When City Engineer David Klockman gingerly suggested there was a "disagreement" between he
and McWhinney over whether they qualify as "Regional" improvements Hardy took an interesting
tact.  Hardy explained indeed the projects did not qualify as regional transportation improvements
but acknowledged he was seeking to elevate the status even though they are clearly local
improvements in the near-term benefit of McWhinney.
(see video clip of Jay Hardy
acknowledging to Loveland's City Council last summer that Kendal Parkway and Boyde Lake
Ave. are NOT regional improvements and both are already funded under existing agreement)

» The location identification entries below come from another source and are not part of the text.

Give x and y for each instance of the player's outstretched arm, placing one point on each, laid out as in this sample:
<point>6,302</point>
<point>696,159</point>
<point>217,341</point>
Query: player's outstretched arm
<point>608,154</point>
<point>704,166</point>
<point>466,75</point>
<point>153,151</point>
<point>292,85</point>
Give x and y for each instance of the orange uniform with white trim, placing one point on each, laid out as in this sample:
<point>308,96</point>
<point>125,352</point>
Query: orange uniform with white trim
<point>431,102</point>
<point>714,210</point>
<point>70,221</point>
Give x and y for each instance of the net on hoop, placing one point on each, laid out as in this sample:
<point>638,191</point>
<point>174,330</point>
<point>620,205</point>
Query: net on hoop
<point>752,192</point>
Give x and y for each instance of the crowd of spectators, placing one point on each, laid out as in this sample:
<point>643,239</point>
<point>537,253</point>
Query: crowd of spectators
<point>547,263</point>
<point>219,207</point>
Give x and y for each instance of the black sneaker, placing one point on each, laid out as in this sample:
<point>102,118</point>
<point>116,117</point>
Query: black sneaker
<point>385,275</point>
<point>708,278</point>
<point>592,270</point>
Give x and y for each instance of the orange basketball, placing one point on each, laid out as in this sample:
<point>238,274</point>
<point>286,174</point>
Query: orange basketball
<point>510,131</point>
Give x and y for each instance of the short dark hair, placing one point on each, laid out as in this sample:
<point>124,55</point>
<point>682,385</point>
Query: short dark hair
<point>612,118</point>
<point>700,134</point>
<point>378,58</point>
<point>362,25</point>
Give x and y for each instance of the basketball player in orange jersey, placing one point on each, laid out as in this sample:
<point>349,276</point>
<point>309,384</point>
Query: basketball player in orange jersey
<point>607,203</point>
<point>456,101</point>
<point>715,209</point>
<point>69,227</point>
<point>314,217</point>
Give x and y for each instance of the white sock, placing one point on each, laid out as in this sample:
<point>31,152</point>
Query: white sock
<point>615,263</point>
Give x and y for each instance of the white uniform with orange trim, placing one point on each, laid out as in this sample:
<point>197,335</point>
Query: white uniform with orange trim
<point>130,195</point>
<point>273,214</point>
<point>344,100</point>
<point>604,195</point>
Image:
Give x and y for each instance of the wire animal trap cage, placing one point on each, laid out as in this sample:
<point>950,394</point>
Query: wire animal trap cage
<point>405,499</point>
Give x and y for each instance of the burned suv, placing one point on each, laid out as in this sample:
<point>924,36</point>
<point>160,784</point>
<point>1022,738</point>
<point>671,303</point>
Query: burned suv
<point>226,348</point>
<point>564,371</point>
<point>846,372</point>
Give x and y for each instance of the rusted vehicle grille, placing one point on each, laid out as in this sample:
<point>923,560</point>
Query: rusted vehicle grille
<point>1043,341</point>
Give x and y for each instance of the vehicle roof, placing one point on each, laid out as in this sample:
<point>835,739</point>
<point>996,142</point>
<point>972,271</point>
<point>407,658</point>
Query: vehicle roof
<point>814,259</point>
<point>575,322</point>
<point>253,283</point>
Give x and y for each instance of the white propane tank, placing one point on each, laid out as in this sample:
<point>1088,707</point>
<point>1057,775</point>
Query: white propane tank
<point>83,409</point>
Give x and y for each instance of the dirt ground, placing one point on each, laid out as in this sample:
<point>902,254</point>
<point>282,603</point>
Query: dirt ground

Hardy's testimony begged the question later asked by Councilman Dave Clark why make any
amendment to the MFA if those projects are already scheduled to be funded as local
transportation improvements?  The obvious answer was not provided by Hardy who stumbled
around several answers that appeared to confuse the city council.
Click on pages below to enlarge
(images from 2004 MFA)
McWhinney Controlled Centerra has
accumulated over $124 million in debt
city report provided to council copied below


"The 2011 Loan was initially funded by the Lenders,
pursuant to their pro rata share, in the amount of
$120,920,000. The remaining $10,000,000 was
retained by the Lenders and is made available to the
District through multiple advances until September 1,
2014, provided that certain assessed valuation tests
are met. The District was advanced $1,548,665 and
$6,852,944 in 2011 and 2012, respectively. Currently,
$1,598,391 remains available to be advanced to the
District.

The 2011 Loan matures on June 8, 2016. At or prior
to maturity, the District anticipates entering into a new
loan agreement or remarketing the debt in the form of
bonds. The 2011 Loan requires annual principal
payments starting on December 1, 2011. A principal
payment of $2,650,000 was paid in 2012. The current
outstanding principal balance is approximately
$124,121,609.

The 2011 Loan provides for a variable rate of
interest. There are two different interest  rate
exchange agreements (swaps) relating to amounts
under the 2011 Loan. The larger swap is with the
Royal Bank of Canada for a current notional amount
of $106,570,000 (with annual principal reduction), a
fixed interest rate of 5.5225% (3.46% swap rate plus
2.0625% bank fees), and a final termination date of
Dec 1, 2029. The smaller swap is with the BBVA for a
current notional amount of $9,150,000 (with annual
principal reduction), a fixed interest rate of 3.556%,
and a final termination date of June 8, 2016.
Despite claims by city staff and McWhinney that all
regional improvements have been completed, the $50
million contribution to a final widening of the Highway
34 overpass of I-25 has not been funded.  Below is
the schematic provided by McWhinney in the 2004
MFA which was later sold to the public as a primary
benefit of the agreement.
Centerra's Evolving History

During a council study session last July, Jay Hardy
of McWhinney argued bringing jobs to Loveland
was the primary motive behind his company's 2004
Master Financing Agreement with the City of
Loveland.

On the contrary, the architects of the city's 2004  
Master Financing Agreement with McWhinney
created Centerra to obtain new sources of city
revenue by incentivising retail to locate in Loveland
for the primary purpose of funding regional
transportation improvements using diverted
property and sales taxes.

As documented by LovelandPolitics in July of
2007(six years earlier), Mayor Walsh was appalled
at even the suggestion of Centerra being used to
subsidize non-retail commercial development.

On election night 2013 the Loveland City Council  
removed the city's last leverage to guard Centerra
revenue for regional transportation improvements
while Centerra continues to fall short of its
advertised PIF (sales tax fee) revenue goals.